BaseRuns, in other words, agrees with the simpler Pythagorean diagnosis but adds a useful structural detail: the gap between current and required offense is not a sequencing-luck issue, it is a roster-composition issue. The path back is not bats hitting better in the clutch. It is bats being in the lineup at all. That is more solvable than “please be luckier,” and it is also more dependent on health.
A Note on Stacking Estimators
One discipline that working baseball analysts develop — and that this newsletter is now nudging readers into — is the habit of stacking estimators rather than relying on one. Pythagorean is great for the question “does the record match the run differential?” BaseRuns is great for the question “does the run total match the component performance?” xFIP (which we will reach in a future issue) is great for the question “does the pitcher’s ERA match what their underlying control suggests?” Each tool answers a narrower question than the previous tool, and each peels off a different layer of luck. When all three tools agree, your confidence in the diagnosis is high. When they disagree, the disagreement is itself the most interesting part of the analysis.

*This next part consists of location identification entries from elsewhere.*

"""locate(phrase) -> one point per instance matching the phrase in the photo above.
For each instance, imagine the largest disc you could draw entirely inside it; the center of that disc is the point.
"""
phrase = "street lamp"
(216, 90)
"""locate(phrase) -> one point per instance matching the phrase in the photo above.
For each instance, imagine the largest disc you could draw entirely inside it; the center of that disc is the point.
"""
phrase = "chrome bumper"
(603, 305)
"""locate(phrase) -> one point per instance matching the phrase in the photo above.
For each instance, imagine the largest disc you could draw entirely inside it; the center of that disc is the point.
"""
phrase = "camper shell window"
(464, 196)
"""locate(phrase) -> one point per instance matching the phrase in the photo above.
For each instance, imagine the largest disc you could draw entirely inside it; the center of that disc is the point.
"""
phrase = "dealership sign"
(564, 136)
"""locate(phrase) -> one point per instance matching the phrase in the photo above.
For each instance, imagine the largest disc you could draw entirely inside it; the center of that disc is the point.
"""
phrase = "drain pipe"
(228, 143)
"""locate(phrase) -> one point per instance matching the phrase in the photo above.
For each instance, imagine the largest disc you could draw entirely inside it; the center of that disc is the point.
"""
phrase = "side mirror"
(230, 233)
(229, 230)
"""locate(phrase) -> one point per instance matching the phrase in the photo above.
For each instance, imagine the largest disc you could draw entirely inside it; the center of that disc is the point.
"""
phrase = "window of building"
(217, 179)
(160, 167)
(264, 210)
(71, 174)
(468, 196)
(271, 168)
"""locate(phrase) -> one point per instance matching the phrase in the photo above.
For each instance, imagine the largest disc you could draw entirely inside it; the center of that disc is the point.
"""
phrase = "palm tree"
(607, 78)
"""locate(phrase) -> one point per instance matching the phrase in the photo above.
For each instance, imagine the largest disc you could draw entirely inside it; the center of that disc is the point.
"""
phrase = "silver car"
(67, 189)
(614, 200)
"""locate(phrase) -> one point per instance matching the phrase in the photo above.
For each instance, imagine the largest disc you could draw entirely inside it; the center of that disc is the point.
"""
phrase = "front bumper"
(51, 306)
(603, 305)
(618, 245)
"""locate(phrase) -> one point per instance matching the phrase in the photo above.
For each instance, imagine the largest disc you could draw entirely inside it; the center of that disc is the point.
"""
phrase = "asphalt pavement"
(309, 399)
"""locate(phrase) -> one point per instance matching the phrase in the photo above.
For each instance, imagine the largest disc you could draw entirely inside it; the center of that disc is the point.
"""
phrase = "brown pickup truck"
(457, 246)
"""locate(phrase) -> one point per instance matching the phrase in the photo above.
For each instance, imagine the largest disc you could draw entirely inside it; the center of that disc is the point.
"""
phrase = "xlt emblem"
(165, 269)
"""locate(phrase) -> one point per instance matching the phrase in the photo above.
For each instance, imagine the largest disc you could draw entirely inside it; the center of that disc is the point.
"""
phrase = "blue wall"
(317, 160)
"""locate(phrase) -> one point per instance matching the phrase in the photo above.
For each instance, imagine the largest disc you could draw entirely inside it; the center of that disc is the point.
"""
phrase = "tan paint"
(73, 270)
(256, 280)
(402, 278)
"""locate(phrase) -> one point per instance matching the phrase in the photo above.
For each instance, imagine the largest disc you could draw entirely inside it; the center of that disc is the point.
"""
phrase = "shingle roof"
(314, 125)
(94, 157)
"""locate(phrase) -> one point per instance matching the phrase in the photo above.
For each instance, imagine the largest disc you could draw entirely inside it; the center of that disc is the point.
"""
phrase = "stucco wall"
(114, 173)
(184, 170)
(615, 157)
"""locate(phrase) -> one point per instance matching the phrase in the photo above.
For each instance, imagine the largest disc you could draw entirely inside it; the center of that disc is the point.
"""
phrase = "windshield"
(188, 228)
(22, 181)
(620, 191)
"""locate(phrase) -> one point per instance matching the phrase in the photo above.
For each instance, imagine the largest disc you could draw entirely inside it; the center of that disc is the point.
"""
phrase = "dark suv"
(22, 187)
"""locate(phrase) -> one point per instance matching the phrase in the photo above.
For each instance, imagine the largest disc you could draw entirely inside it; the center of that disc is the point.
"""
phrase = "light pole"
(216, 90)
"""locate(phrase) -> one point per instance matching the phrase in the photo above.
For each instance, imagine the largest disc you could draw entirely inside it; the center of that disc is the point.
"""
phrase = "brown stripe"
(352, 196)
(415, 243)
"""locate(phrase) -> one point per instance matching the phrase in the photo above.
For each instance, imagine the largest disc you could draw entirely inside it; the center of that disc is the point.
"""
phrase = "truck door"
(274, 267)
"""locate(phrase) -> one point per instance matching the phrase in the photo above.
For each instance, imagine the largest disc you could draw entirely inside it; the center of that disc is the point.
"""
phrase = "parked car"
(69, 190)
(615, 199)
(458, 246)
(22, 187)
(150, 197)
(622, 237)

For the 2026 Mets, the two-tool diagnosis (Pythagorean + BaseRuns) currently agrees: this offense is producing what its components earn, and its components are below playoff-level. The wild-card pace, if it arrives, will arrive because Lindor and Alvarez change the components — not because the team starts winning more close games at the same offensive output. A different kind of cavalry. A more measurable one.
A reader curious about the precise BaseRuns calculation for the Mets can find it on FanGraphs under the team-batting page, in the “BsR” and “RC” columns. The newsletter’s next methods issue will turn the same lens on the rotation, introducing xFIP and SIERA — the pitching-side estimators that ask the parallel question: given strikeouts, walks, and ground-ball rate, what ERA should this pitcher have? — and apply them to the post-Holmes Mets staff.